Анюта приходила попозже, видимо ждала за дверью, пока брательник выговорится. Зато потом она без помех рассказывала про жизнь в Москве, где она жила в семье дяди по отцовской линии уже второй год. Слушать девчушку было очень приятно, нежный голос и постоянный румянец удивительно шли ей. Периодически краснея, когда увлекалась рассказом и требовательно теребила меня за рукав, она живо и непосредственно описывала жизнь старой столицы. Через десять дней ей предстоит вернуться в Москву.
Да, папенька не жалеет денег на образование деток. С ними у меня были связанны особые планы. Дело в том, что потихоньку немота отступила. Я пока тихо читал вслух газеты, когда был один в комнате. Что бы объяснить Марфе, что я хочу, я притягивал её голову к себе и на ухо громко шептал, ну или тихо проговаривал. Она не сразу, но понимала меня.

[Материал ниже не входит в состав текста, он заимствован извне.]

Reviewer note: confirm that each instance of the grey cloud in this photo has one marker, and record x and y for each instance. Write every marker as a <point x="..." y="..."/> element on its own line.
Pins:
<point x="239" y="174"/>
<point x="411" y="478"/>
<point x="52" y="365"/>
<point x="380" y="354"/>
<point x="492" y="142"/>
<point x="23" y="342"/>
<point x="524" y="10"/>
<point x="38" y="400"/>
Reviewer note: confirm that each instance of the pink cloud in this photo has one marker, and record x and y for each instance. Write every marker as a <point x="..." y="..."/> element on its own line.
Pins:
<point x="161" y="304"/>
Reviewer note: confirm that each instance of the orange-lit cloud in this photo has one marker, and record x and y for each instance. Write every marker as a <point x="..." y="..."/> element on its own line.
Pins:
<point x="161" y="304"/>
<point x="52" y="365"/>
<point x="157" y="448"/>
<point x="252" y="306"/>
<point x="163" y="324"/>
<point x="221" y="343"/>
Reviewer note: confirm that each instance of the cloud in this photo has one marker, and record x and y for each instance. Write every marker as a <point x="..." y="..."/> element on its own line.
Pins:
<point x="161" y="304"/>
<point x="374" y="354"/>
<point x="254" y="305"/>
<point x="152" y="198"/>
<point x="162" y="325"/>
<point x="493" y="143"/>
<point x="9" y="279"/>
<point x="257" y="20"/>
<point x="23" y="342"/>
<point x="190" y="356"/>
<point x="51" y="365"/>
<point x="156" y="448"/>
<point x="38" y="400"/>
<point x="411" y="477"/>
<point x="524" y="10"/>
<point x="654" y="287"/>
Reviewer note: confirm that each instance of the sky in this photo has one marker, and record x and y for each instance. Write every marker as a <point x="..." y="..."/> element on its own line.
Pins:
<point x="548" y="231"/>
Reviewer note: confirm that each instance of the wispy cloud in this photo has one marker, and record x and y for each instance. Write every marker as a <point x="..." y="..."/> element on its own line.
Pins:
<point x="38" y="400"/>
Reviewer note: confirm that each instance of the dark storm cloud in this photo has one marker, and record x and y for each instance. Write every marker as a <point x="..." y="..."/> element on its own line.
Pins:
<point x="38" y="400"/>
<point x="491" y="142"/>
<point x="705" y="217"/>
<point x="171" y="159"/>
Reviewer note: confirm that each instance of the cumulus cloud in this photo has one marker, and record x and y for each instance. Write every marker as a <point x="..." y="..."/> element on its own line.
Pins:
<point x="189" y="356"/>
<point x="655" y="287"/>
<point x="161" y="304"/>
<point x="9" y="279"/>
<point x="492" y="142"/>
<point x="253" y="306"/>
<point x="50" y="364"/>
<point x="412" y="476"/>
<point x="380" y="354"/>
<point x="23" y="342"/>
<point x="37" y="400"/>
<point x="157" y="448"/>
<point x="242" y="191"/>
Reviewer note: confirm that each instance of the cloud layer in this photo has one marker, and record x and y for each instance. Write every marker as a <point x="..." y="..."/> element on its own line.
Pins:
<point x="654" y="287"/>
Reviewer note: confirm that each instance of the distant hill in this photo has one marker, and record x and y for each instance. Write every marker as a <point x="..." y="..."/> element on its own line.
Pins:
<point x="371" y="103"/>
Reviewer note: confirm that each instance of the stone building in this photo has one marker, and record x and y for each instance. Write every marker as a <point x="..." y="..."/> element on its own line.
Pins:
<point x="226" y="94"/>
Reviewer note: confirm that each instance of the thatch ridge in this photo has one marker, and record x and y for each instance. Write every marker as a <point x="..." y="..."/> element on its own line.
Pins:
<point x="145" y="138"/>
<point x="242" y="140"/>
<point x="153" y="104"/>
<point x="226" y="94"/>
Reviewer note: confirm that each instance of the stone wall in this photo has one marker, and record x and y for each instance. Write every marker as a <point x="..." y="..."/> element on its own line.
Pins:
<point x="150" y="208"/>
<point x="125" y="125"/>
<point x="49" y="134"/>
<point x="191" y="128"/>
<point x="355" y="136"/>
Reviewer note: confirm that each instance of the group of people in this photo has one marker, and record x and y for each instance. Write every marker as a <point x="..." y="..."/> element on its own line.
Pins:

Так вот я хотел воспользоваться помощью детей и собирался сделать это завтра, в подходящее время.
Назавтра, после обеда тётушка уехала к подруге с визитом, и мы были одни. Марфу я выставил из комнаты и сделал знак детям подойти поближе:
–Дорогой братец и Анечка. Мне трудно говорить, потому пожалуйста не перебивайте меня. Я хочу попросить вас о помощи.
Здесь главное сразу поразить, заинтересовать. Дети вытаращили глазёнки и внимали мне аки проповеднику.
–Вы меня хорошо знаете?
–Хм, ну конечно, ты Николя, мой братец, – сразу отреагировал Петя.
–Я тебя Ники помню с тех пор, как вы переехали под Кинешму, а что? – это добавила Анечка застенчиво.
–А вот я вас совсем не помню, ни вас ни матушку вашу. Свою тоже не помню. Жизнь свою вообще не помню. Всё, что я помню – как очнулся и меня доктор осматривает. До этого ничего – вообще, богом клянусь, – и я быстро перекрестился. Вроде не ошибся, справа-налево.
Глубокая тишина, вот бы сейчас сфотографировать эти лица. Глаза огромные от удивления, особенно у сестрички, очень уж у неё все эмоции на лице. Если Петьке очень интересно, и он ждёт продолжения, то сестра постарше и поумнее. Сначала я видел в её глазах удивление, непонимание, она думала о шутке или розыгрыше. Но потом пришло понимание, что я не придумываю и её глазки наполнились слезами и она прикрыла ладошкой ротик, чтобы не вскрикнуть. А там и братец прочувствовал серьёзность момента, улыбка сошла с лица.
– И что теперь, как ты жить будешь? – первым нарушил тишину Пётр.
– Да вот и я, который день лежу и думаю – как?
–Читаю с грехом пополам, писать не получается. Даже молитв не помню. Трудно. Может Вы мне поможете первое время? Только не надо говорить маменьке. Я хочу попробовать вспомнить. Поможете?
–Я согласен, тут же отреагировал Пётр, -ну ещё бы, такое развлечение.
–Конечно, Николя, я сделаю всё, чтобы тебе помочь, только мне скоро возвращаться в Москву, – это сестрёнка, волнуясь, возвратила ответ.
Ну, я как бы другого и не ожидал, но всё равно приятно.
С этого дня мой день изменился полностью. С утра Анечка приходила, и мы занимались чистописанием. Проблемы писать у меня не было. А вот шоркать гусиными перьями по шершавой бумаге – это каторга какая-то. Бедный Александр Сергеевич, как он стихи то писал такими перьями. Это ещё сестрица очиняла аккуратно мне перья. Изучение древнегреческого и латыни было сразу мной отвергнуто.
–Николя, но без этого невозможно быть образованным человеком.
Ещё как можно, знала бы сестрица, насколько невостребованными станут эти языки позже. Занятия математикой уже Аня сама отменила ввиду того, что её уровень знаний был неприлично низкий по сравнению с моим. А вот законом божьим она мне мозги забивала.
Петя приходил после занятий в гимназии. Он притащил православный молитвослов, и я заучивал наиболее важные из них. Через неделю я знал наизусть – «Отче наш», «Символ веры» и еще пяток других произносил, периодически подглядывая в шпаргалку.